The $250,000 millimeter-wave machine uses rotating antennas to produce an electronically stripped-down, 360-degree holographic image of the body.

“They should tell you before you go through. I didn’t know they strip you down,” said JoAnne Hicks of Castle Rock as she left the building with her 17-year-old daughter, Allison.

The two hadn’t seen brochures explaining the technology and the methods taken to protect privacy.

Denver International Airport and a handful of other airports are using L-3 whole-body scanners in pilot programs, but the machine that started operating at the justice center Monday is the first to combine metal detecting and body imaging, Ortolani said.

The body image appears on a shielded computer screen nearby, where a security officer verifies that the person is not carrying anything suspicious.

“The technology instantly discriminates between your body and virtually anything else, including plastic, ceramic, metal, paper, rubber and explosives,” the county says. “Your scan is deleted immediately after analysis. At no time is your identity or privacy compromised.”

Valerie Jones of Castle Rock stepped out of the imager Monday and said that the technology doesn’t trouble her.

“In this day and age, you have to do everything you can to protect U.S. citizens and government agencies,” she said. “They are looking for particular things and not attempting to invade privacy.”

Douglas County’s contract with L-3 calls for the face and groin area of each person to be blurred.

But there were some bugs to work out Monday because, in some cases, faces and groins were showing up on the screen being reviewed by a private security officer.

Ortolani explained that the machine still was programmed for administrators, who can override the privacy function that blurs body parts.
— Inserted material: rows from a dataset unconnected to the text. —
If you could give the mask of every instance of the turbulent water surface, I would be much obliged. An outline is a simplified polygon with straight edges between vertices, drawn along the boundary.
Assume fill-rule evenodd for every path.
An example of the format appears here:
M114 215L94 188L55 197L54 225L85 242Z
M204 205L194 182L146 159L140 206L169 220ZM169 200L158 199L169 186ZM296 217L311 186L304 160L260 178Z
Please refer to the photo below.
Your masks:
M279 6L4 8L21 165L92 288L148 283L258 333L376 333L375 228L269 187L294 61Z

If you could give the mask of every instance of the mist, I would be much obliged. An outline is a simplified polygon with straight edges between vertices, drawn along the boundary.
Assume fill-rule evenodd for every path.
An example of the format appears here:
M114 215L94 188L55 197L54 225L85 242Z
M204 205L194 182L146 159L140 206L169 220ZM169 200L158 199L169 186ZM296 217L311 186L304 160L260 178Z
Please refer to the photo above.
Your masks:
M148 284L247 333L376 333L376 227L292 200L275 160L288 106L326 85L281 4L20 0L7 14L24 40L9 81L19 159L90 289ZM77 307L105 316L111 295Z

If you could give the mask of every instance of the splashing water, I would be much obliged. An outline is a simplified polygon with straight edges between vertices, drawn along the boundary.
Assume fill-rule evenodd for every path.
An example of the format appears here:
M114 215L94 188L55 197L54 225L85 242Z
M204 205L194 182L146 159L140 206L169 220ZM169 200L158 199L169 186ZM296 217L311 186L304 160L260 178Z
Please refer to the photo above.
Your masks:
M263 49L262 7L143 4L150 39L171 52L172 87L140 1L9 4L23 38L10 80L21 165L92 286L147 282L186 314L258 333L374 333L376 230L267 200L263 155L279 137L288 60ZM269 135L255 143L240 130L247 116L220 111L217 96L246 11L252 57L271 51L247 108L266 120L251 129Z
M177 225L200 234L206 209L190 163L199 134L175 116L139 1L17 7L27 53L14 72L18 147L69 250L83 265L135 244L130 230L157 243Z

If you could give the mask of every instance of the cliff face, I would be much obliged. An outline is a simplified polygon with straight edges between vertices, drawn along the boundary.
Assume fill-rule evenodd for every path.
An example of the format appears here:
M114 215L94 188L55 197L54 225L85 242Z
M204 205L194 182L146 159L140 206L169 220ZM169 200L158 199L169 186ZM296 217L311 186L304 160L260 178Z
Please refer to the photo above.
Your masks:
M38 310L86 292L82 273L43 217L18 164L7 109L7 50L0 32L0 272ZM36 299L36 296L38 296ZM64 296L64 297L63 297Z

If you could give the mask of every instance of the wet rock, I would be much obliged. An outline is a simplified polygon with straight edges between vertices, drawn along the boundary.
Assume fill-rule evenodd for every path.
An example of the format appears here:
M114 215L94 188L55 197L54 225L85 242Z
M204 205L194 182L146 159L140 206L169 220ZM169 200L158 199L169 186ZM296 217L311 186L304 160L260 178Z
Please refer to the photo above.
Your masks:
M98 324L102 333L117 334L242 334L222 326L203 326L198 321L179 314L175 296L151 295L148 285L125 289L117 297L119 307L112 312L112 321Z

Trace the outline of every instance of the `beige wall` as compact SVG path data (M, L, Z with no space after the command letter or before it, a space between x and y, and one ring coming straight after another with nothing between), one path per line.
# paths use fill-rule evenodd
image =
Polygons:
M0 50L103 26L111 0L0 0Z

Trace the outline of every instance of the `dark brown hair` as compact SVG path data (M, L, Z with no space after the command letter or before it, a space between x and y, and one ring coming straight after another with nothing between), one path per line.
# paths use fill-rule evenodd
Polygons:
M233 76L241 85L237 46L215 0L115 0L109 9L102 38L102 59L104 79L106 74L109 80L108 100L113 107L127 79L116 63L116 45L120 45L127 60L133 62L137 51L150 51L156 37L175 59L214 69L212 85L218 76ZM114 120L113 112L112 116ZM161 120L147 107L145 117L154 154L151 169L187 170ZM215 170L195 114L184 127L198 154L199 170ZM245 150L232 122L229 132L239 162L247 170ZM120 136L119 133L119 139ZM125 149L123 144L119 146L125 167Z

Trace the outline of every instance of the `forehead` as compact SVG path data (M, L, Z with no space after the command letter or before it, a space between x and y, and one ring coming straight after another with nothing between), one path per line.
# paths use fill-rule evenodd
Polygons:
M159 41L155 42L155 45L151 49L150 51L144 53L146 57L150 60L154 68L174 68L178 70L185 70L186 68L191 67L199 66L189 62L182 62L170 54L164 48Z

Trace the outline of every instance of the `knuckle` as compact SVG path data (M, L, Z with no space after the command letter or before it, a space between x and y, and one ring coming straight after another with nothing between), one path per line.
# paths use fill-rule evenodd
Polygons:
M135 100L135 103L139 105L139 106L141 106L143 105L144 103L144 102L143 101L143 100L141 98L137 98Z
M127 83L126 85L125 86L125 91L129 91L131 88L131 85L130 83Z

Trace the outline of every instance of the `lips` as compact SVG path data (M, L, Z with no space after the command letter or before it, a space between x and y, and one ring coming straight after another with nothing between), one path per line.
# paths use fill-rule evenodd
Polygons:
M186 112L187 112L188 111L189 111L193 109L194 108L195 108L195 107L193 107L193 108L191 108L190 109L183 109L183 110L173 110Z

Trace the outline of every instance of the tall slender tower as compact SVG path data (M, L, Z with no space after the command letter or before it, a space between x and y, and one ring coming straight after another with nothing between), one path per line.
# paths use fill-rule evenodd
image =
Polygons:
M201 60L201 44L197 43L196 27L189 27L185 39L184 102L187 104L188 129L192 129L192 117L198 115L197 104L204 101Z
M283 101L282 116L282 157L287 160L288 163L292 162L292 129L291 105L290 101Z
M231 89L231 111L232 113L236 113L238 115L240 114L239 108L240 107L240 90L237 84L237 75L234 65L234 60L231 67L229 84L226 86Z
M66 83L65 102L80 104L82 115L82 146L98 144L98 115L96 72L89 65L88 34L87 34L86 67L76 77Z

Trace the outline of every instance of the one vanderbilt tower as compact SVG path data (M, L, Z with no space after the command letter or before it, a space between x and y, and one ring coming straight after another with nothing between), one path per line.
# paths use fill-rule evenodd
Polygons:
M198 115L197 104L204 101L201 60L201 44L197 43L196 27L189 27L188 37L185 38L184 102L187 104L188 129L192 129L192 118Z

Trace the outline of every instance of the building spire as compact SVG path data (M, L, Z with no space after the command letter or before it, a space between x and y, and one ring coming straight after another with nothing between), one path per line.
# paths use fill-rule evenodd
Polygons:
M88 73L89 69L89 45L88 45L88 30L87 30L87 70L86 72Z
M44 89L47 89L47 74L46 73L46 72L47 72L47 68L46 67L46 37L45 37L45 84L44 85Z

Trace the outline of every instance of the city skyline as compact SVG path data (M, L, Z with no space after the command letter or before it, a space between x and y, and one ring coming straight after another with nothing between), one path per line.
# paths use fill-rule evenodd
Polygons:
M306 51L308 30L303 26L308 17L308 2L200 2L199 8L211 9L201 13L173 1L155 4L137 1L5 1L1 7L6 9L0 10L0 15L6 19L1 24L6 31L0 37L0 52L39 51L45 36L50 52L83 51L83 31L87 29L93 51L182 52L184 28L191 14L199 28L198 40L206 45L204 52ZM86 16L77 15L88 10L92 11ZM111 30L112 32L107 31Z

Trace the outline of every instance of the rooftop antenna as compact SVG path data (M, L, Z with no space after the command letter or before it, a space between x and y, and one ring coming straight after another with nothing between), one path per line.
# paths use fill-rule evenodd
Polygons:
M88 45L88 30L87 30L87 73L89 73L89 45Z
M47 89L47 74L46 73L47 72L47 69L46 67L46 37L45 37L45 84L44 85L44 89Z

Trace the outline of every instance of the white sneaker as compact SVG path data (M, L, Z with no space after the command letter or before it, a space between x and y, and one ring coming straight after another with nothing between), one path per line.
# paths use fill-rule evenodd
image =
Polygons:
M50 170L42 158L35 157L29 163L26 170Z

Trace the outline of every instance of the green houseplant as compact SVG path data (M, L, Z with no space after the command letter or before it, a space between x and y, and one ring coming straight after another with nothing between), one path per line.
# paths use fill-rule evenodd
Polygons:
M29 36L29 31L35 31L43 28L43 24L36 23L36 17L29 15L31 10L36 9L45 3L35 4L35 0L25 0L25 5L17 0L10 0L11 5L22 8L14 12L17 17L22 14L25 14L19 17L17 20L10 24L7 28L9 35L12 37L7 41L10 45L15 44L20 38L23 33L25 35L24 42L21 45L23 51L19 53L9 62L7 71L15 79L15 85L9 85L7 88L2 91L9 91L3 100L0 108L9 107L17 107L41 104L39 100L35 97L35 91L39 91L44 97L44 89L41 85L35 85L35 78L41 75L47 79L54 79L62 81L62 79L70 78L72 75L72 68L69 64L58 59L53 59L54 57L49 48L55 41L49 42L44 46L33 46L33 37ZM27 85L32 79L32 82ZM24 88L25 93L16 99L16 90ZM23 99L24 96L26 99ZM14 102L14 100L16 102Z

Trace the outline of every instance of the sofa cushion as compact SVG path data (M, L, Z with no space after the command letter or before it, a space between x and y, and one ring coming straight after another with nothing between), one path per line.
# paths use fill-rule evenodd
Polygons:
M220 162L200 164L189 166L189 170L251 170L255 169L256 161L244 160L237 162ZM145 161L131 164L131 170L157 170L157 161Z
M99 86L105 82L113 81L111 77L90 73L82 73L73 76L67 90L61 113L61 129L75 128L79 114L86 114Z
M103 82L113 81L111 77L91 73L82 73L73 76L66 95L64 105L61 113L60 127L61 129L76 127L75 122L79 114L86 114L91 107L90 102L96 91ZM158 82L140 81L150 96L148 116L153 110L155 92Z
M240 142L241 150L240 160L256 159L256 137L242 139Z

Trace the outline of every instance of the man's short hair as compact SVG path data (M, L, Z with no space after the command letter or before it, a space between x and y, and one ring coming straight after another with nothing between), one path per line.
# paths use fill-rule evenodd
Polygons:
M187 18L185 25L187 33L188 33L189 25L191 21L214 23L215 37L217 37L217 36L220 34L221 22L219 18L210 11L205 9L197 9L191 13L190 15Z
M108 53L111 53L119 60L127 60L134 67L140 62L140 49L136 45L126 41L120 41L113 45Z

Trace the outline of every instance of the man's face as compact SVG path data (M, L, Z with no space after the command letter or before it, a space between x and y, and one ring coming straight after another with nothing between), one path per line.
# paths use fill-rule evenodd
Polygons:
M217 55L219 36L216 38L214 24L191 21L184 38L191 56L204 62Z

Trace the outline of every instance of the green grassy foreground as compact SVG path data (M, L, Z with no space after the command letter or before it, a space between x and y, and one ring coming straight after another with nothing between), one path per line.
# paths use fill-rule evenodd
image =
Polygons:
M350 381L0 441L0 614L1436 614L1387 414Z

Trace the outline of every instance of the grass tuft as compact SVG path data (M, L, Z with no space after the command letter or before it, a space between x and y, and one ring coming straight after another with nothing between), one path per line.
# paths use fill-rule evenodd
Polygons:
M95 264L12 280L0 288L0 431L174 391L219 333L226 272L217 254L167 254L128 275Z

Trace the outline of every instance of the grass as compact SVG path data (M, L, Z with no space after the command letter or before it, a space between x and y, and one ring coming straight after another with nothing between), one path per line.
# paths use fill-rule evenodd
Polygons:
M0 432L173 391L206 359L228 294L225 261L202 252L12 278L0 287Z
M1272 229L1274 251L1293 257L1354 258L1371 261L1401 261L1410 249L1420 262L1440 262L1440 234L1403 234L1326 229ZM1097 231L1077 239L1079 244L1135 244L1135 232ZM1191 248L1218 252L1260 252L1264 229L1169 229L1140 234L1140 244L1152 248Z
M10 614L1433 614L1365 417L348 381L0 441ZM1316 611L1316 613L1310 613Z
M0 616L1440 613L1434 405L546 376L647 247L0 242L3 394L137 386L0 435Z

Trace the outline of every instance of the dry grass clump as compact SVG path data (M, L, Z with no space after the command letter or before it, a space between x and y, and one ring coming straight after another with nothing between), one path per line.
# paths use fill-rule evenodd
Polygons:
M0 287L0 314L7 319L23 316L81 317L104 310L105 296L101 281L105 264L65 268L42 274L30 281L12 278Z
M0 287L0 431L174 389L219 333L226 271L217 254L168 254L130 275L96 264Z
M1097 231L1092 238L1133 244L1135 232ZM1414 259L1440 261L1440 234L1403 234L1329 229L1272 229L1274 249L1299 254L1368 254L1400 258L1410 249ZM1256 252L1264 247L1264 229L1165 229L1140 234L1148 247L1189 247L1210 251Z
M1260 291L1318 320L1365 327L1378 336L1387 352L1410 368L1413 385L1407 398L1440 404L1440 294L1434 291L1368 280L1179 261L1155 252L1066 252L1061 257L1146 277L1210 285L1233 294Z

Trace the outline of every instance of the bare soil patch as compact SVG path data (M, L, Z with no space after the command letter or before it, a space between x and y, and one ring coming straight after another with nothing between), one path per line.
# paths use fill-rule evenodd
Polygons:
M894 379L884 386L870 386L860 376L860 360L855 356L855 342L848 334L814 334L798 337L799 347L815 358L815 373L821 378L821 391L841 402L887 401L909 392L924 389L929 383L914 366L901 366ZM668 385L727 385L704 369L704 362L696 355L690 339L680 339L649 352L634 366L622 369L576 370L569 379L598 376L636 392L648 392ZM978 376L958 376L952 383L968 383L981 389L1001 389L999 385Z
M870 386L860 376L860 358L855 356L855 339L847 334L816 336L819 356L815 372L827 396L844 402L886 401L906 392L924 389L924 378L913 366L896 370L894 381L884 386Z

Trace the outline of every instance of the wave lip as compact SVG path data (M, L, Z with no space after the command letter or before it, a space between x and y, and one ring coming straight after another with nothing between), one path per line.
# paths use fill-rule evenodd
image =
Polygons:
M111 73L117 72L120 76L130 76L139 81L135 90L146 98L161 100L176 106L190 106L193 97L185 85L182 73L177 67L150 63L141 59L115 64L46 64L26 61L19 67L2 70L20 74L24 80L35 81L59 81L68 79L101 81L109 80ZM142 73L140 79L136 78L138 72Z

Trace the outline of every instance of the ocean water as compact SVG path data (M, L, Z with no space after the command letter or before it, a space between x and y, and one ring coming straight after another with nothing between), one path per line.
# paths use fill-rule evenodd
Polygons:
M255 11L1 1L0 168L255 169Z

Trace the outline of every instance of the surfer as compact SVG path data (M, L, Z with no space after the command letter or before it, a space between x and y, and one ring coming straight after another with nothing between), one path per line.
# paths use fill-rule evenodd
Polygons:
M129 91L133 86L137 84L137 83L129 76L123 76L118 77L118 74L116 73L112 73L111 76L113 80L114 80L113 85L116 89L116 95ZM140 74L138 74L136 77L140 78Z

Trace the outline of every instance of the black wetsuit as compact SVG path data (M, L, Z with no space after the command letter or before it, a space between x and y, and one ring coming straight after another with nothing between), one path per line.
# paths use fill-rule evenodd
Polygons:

In addition, officers still are learning how to instruct people to properly position their hands above their heads as they stand in the machine. If hands are not placed correctly, the computer might not blur the correct parts of the body, Ortolani said.

Douglas County bought the machine, in part, because judges have been asking for improved screening technology, said Lt. Laurie Anderson of the county sheriff’s office, which oversees security at the facility. “We are always looking at new technology.”

The device also should speed the screening process by largely eliminating secondary searches that have created lines at the checkpoint in the past, said Victoria Starkey, facilities manager in the county’s public works department.